O amigo português, também ele professor, não faz concessão: a gramática, em primeiro lugar. Aprender as regras da gramática é aprender as regras do pensamento, completava. Quem quiser ser bem compreendido e falar com desenvoltura, que aprenda as regras da língua. E professor, seja lá do que for, por precisar da língua para se comunicar, deve ser um guardião dela. É obrigação do professor, profissional da palavra, como o advogado, o padre e o político, conhecer a língua para bem usá-la e transmitir aos alunos o respeito por ela. Que é, enfim, o respeito pelo pensamento claro e bem estruturado. Era assim que pensava e era assim que expunha seu pensamento.
Ele próprio tinha provas da correção desse ponto de vista. Muito jovem , aí pelos 13 ou 14 anos, como muitos adolescentes do seu tempo, foi dado a cometer poemas. Parnasianos, por força da insistente herança desse estilo de época. A descoberta, nas aulas do 7º Ano, das regras de colocação de pronomes foi para ele um deslumbramento e, como se dizia, uma mão na roda. Conhecendo a relação dos pronomes oblíquos com os outros termos da frase, ficou mais fácil enquadrar o pensamento na cadência da métrica.
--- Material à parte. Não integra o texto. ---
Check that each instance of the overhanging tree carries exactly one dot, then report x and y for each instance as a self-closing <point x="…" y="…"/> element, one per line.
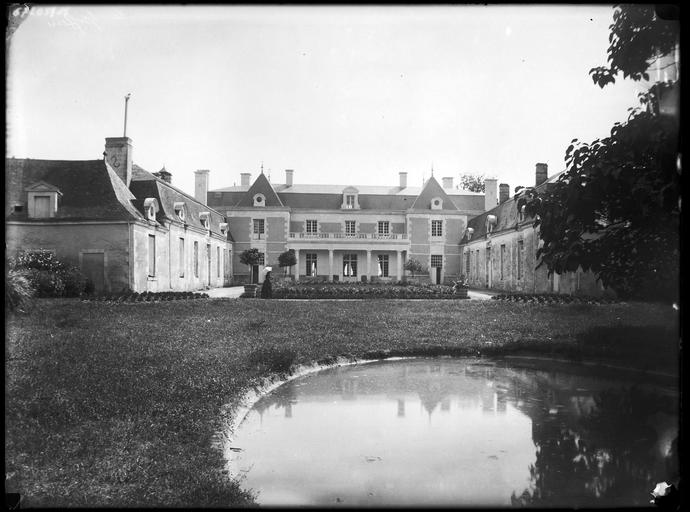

Mas o amigo português não sabia que, no Brasil, a má compreensão de algumas teorias rigorosas e bem fundamentadas, na pedagogia, na sociologia e na ciência política, desembocou em populismos rasteiros, repassados aos alunos.
O ex-presidente Temer foi o último falante brasileiro a utilizar corriqueiramente a mesóclise. Sua simpatia linguística poderia alcançá-lo, não fosse a pequenez ética das deslealdades de Temer e sua defesa anacrônica de um Estado patrimonialista. Decididamente, a mesóclise não os aproximava.